Webwecker Bielefeld: fluechtlingekritik01

Flüchtlingsinitiativen kritisieren Ausländerbehörde (13.08.2003)



Wenig Mitgefühl zeigte der Kreis Gütersloh nach der versuchten Selbstverbrennung eines Türken in der Ausländerbehörde Rheda-Wiedenbrück. Flüchtlingsinitiativen in OWL sind über die Äußerungen der Behörden empört und protestieren in einer gemeinsamen Erklärung.

Von Mario A. Sarcletti

Der Bielefelder Flüchtlingsrat, das Internationale Begegnungszentrum Detmold, das Bielefelder IBZ und das Friedensbüro Lemgo kritisieren in einer gemeinsamen Presseerklärung die Reaktionen des Kreises Gütersloh auf die versuchte Selbstverbrennung eines türkischen Mannes am 31. Juli in Rheda-Wiedenbrück. Sie seien »absolut menschenverachtend und zynisch«, heißt es in der Presseerklärung, mit der sich auch das christliche geprägte Ökumenische Netzwerk Bielefeld zum Schutz von Flüchtlingen solidarisiert.


Der 33-jährige hatte sich in der Ausländerbehörde Rheda-Wiedenbrück mit Grillanzünder übergossen und in Brand gesteckt. Polizeibeamten gelang es ihn zu löschen, er wurde mit lebensgefährlichen Verbrennungen in eine Spezialklinik in Gelsenkirchen eingeliefert. Hintergrund der versuchten Selbstverbrennung ist eine Ausreiseverfügung gegen den Mann, die jüngst vom Oberverwaltungsgericht Münster bestätigt wurde. Die Verfügung war aufgrund von Verurteilungen wegen Verstößen gegen das Betäubungsmittelgesetz ergangen. Die Heirat einer Frau, die über eine Aufenthaltserlaubnis verfügt, hätte ihm allerdings die Wiedereinreise ermöglicht. Dass er trotz der Ehe erst ausreisen sollte, lässt die Flüchtlingsinitiativen nach dem grundgesetzlichen Schutz von Ehe und Familie im Falle von MigrantInnen und Flüchtlingen fragen.

Nach der Verzweiflungstat kündigte Landrat Sven-Georg Adenauer an, dass der Selbstmordversuch in die Bewertung einfließen werde, wann der Mann wieder einreisen darf. Wenn man die weiteren Äußerungen Adenauers betrachtet, dürfte die versuchte Selbstverbrennung - falls der Mann sie überlebt - die Rückkehr zu seiner Familie verzögern: »Es ist unglaublich, mit welchen Mitteln die Ausreise verhindert werden sollte. Wir lassen uns auch künftig nicht unter Druck setzen, erst recht nicht durch solche Aktionen«, zeigte der Landrat Härte.

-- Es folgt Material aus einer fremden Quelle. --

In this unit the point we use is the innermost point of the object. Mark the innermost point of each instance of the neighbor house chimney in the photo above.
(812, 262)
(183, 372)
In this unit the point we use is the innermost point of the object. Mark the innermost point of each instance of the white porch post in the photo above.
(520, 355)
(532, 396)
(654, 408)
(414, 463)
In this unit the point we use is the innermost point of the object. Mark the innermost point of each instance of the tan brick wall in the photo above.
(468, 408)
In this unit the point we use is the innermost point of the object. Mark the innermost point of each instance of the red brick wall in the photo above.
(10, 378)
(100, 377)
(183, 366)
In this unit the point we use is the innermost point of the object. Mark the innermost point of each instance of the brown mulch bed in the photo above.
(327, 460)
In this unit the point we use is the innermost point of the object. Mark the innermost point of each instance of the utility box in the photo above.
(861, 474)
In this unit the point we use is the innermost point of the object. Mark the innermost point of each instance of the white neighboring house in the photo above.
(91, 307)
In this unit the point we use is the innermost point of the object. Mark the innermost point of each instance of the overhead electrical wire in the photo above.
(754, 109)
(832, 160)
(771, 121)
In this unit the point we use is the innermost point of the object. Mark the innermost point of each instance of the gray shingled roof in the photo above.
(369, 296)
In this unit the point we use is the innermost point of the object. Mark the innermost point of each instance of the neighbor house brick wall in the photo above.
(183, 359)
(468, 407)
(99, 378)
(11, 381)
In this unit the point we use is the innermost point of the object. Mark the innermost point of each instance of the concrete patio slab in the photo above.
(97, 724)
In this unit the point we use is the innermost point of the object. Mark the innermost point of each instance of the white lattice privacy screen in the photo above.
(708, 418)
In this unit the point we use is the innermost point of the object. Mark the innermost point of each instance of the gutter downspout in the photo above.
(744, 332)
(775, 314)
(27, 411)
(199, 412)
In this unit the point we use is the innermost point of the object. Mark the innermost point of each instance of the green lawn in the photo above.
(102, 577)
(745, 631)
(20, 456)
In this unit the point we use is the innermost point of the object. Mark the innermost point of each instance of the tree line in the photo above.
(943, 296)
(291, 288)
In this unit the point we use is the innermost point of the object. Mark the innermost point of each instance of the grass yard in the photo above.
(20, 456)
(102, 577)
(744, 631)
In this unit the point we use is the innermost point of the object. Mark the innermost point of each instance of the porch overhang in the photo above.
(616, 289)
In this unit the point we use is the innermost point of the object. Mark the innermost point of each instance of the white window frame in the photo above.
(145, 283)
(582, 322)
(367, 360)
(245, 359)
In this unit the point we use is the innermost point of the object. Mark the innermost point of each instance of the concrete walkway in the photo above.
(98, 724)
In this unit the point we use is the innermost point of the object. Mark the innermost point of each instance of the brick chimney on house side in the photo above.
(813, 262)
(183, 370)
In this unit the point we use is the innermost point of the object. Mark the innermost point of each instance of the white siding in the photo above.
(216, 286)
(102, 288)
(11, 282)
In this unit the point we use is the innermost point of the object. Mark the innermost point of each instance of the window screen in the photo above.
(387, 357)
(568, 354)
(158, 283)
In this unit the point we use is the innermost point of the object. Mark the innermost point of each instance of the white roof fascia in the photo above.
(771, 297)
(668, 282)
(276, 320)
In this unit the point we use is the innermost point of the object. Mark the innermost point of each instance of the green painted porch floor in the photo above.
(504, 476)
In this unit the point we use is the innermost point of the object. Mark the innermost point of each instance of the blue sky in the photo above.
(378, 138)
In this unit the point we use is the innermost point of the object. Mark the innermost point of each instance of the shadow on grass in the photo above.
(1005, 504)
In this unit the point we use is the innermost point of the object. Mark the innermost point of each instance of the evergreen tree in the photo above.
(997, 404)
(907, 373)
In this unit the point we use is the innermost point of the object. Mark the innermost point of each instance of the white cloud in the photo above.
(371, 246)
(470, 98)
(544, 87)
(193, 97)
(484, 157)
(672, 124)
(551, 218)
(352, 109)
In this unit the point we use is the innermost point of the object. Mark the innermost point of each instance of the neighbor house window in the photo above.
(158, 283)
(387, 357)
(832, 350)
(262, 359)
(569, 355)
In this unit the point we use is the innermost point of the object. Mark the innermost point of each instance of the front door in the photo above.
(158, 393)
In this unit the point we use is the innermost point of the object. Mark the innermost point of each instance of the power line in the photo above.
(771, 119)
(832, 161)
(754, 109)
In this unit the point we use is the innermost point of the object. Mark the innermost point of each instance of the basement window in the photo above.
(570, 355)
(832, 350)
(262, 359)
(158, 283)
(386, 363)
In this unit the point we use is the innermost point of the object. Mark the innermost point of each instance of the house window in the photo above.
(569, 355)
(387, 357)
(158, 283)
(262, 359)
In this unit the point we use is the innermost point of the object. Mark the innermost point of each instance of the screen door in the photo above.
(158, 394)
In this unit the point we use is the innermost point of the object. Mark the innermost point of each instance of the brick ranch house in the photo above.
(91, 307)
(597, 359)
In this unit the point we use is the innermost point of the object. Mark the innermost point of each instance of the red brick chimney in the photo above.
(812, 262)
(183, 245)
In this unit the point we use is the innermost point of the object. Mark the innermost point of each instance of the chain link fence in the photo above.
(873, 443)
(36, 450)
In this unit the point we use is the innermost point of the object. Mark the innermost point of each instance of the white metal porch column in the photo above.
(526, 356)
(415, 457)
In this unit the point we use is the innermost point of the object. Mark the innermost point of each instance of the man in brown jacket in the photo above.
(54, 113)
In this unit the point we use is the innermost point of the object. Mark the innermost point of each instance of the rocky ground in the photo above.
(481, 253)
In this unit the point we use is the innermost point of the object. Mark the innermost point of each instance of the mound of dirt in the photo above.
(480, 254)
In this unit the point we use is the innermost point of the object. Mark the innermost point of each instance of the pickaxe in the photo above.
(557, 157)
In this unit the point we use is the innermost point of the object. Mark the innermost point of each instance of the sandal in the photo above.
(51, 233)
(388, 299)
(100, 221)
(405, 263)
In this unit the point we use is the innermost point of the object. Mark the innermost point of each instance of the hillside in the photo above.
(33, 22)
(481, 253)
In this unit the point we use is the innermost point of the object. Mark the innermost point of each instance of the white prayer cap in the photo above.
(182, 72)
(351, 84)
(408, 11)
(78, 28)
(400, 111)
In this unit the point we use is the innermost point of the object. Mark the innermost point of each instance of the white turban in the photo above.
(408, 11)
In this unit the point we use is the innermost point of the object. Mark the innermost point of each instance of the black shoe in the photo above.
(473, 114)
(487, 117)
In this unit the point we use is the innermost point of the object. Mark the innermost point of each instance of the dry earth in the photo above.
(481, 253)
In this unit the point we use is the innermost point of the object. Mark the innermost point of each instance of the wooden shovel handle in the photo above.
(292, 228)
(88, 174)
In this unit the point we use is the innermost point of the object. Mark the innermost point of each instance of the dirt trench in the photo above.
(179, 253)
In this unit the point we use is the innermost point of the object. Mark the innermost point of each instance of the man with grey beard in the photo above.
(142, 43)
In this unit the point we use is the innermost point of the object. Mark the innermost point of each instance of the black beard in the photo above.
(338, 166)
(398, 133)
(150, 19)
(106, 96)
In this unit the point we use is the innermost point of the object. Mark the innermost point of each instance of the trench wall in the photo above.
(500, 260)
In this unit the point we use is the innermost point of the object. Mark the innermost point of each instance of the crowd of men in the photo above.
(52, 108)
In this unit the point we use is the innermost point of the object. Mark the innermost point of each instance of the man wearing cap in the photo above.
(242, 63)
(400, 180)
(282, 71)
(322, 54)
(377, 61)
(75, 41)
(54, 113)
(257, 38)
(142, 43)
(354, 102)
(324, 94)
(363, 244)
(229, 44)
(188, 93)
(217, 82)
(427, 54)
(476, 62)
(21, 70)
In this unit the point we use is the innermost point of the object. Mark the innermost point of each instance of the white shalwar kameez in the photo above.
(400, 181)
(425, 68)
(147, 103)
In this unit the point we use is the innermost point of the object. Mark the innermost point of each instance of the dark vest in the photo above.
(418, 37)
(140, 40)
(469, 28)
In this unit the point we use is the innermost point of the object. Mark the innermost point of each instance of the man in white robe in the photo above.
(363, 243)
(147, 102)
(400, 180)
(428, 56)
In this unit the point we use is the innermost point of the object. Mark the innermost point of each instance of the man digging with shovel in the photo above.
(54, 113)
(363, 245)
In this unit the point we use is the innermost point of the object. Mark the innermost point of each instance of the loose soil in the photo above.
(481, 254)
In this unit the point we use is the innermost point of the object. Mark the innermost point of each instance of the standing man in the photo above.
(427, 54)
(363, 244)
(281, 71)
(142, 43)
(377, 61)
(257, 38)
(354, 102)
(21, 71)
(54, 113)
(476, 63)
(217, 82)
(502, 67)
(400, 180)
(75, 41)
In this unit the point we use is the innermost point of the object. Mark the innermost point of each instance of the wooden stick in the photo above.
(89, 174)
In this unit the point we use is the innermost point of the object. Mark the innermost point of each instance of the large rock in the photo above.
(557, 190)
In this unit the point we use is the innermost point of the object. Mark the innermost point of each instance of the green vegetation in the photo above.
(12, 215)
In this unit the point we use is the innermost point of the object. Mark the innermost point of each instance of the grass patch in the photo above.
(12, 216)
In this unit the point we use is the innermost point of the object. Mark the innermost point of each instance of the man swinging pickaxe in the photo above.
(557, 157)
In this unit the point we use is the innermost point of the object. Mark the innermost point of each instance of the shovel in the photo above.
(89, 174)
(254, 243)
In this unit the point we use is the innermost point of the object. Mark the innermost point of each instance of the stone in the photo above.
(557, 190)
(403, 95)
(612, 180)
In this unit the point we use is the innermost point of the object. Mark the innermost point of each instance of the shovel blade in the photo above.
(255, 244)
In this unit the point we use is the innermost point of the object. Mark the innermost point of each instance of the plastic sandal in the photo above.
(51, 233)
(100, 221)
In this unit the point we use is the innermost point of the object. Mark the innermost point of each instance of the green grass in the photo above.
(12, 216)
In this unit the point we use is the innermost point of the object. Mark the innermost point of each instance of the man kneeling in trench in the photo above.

Für die ist der Kreis Gütersloh unter Flüchtlingsinitiativen bekannt. Deshalb werten sie die Aussagen Adenauers auch nicht als »schuldabwehrende Schockreaktion«, wie es in der Erklärung aus der vergangenen Woche heißt. Die Ausländerbehörde des Kreises sei bekannt für ihre Härte gegenüber Flüchtlingen und für eine rigorose Abschiebepraxis. »Von dem Versuch der Mitarbeiter »humane Lösungen zu finden«, wie es der Landrat Adenauer bezeichnet, ist in vielen uns bekannten Fällen nichts zu spüren«, beschreiben die Initiativen ihre Erfahrungen mit der Ausländerbehörde des Kreises Gütersloh.

Einen Grund dafür, dass es nicht zu normalen menschlichen Reaktionen seitens des Kreises auf den tragischen Vorfall gegeben habe, sehen die Verfasser der Erklärung in der türkischen Herkunft des Mannes. »Da setzen scheinbar alle menschlichen Selbstverständlichkeiten aus und an ihre Stelle treten Zynismus und Menschenverachtung. Wir bezeichnen das Messen mit verschiedenen Maßstäben an solchen Punkten als Rassismus«, stellen die Flüchtlingsinitiativen klar.

Sie fordern nun vom Innenministerium eine unabhängige Untersuchung des Vorgehens der Ausländerbehörde und verweisen darauf, dass es bereits vor einigen Monaten zu einem Selbstmord im Zusammenhang mit einem Besuch bei der Ausländerbehörde gegeben habe. Damals tötete sich ein Georgier selbst.